Last season in Pittsburgh, the Penguins had a similar situation with the breakout season of Kristopher Letang (50 points) and Alex Goligoski (31 points before he was traded to the Dallas Stars in February.)
The St Louis Blues have quite the tandem in Kevin Shattenkirk and Alex Pietrangelo as well. Last season, splitting time with the Colorado Avalanche and the Blues, Shattenkirk registered 43 points. Pietrangelo matched Shattenkirk's point total, and is expected to improve his offensive and overall game in his second full season with the Blues.
Andrei Markov, who turns 33 in December, does not have the same youthful exuberance as his counterpart. What he does have, however, is experience and a near perfection of the game's fundamentals.
When Markov is in control of the puck, there is no doubt that he knows what he is doing with it.

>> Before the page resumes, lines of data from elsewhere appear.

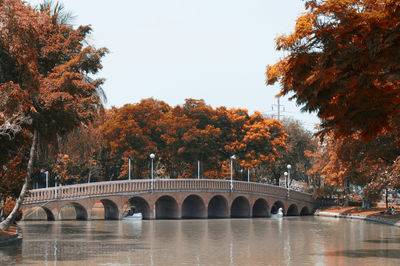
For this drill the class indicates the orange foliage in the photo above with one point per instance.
(343, 62)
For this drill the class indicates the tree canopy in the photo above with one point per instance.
(343, 62)
(46, 87)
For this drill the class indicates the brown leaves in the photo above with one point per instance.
(342, 55)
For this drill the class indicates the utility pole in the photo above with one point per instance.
(280, 108)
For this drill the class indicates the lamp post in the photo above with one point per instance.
(288, 179)
(152, 156)
(233, 157)
(47, 178)
(129, 170)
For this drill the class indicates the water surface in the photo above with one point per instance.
(265, 241)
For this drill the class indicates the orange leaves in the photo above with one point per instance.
(341, 55)
(183, 135)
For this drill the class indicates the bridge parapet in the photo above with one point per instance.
(145, 186)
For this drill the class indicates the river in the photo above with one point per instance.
(265, 241)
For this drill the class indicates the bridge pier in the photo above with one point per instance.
(170, 199)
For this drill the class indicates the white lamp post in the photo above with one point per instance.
(129, 170)
(47, 178)
(285, 174)
(288, 179)
(152, 156)
(233, 157)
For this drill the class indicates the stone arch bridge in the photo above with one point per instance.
(169, 199)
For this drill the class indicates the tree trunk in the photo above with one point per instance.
(11, 217)
(366, 204)
(2, 206)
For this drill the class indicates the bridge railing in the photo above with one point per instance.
(129, 186)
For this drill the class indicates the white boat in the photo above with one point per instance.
(135, 216)
(279, 214)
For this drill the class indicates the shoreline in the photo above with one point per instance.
(10, 237)
(358, 216)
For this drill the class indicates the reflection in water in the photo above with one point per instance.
(287, 241)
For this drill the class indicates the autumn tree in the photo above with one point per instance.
(351, 161)
(343, 63)
(132, 133)
(299, 141)
(263, 142)
(45, 69)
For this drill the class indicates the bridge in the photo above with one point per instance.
(169, 199)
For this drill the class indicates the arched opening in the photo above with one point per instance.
(167, 208)
(104, 209)
(193, 207)
(38, 214)
(260, 208)
(240, 208)
(292, 210)
(218, 207)
(73, 211)
(278, 204)
(304, 211)
(140, 205)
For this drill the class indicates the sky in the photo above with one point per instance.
(171, 50)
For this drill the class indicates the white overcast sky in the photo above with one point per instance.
(216, 50)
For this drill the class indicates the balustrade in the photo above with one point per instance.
(115, 187)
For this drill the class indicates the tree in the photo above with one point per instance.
(343, 62)
(351, 161)
(299, 141)
(132, 133)
(44, 72)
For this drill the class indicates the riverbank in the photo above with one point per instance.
(377, 215)
(11, 236)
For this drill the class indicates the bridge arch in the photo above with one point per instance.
(305, 211)
(193, 207)
(36, 213)
(218, 207)
(111, 211)
(292, 210)
(261, 208)
(80, 211)
(167, 208)
(240, 207)
(141, 205)
(275, 207)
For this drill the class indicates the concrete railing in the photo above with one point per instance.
(176, 185)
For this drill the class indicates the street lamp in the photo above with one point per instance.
(288, 167)
(233, 157)
(152, 156)
(285, 174)
(288, 179)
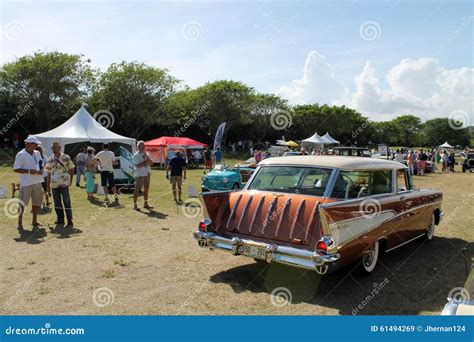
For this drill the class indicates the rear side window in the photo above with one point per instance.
(404, 180)
(381, 182)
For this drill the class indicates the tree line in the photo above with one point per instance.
(42, 90)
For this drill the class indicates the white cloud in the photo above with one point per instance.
(421, 87)
(319, 83)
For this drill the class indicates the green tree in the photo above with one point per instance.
(406, 129)
(135, 94)
(51, 84)
(437, 131)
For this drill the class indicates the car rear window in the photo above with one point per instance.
(358, 184)
(292, 179)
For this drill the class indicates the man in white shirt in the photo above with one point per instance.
(105, 159)
(80, 166)
(143, 163)
(29, 164)
(399, 156)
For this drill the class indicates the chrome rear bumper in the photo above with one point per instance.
(320, 263)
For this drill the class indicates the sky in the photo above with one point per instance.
(383, 58)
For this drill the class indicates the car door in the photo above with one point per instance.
(412, 206)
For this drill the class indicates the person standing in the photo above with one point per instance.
(207, 159)
(29, 165)
(452, 161)
(177, 166)
(90, 170)
(218, 155)
(399, 156)
(15, 140)
(44, 160)
(422, 157)
(60, 173)
(258, 156)
(105, 159)
(197, 157)
(410, 161)
(80, 166)
(143, 163)
(445, 162)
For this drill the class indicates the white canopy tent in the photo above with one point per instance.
(329, 140)
(81, 127)
(314, 139)
(446, 145)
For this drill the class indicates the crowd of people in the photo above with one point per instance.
(42, 177)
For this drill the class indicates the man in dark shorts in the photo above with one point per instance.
(207, 159)
(177, 166)
(105, 159)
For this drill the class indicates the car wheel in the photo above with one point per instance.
(430, 231)
(368, 261)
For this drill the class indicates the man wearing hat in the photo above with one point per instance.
(60, 171)
(29, 165)
(177, 166)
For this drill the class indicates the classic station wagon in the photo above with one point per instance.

Turnovers don't really come off of his stick.
Subban sometimes throws caution to the wind in order to make a play. Sometimes it pays off, sometimes it backfires.
He can learn a thing or two from Markov, whose finesse game is not compromised by making bad decisions. Ever.
There is no physicality in Markov’s game. He is strictly a positional defenseman that plays the angles like the best of them. If you are looking for the same bone-crunching hits from Andrei that you have seen from Subban, you’re not going to find them: just leave them up to the kid, I'm sure he won't disappoint.
There won’t be any booming howitzers from the point on the powerplay either. Again, though they may be part of P.K.’s game, but they aren’t part of Markov’s.
If you’re looking for sneaky backdoor passes, though, Andrei is your man.
The reason why Markov was once regarded as the Habs' best is because of his vision and intelligence. If Subban—nearly 10 years Markov's junior—can learn from Markov, and the Russian veteran can regain the form he exhibited before his string of injuries, the Montreal Canadiens may have the best defensemen pairing in the league.
The two have a lot to prove this season. Markov needs to show that he can stay healthy and be worth the three-year, $17.25 million deal that he signed earlier in the offseason, while Subban is looking for a big contract of his own.
Both ultimately want to be the best and will elevate each other's games in trying to get there.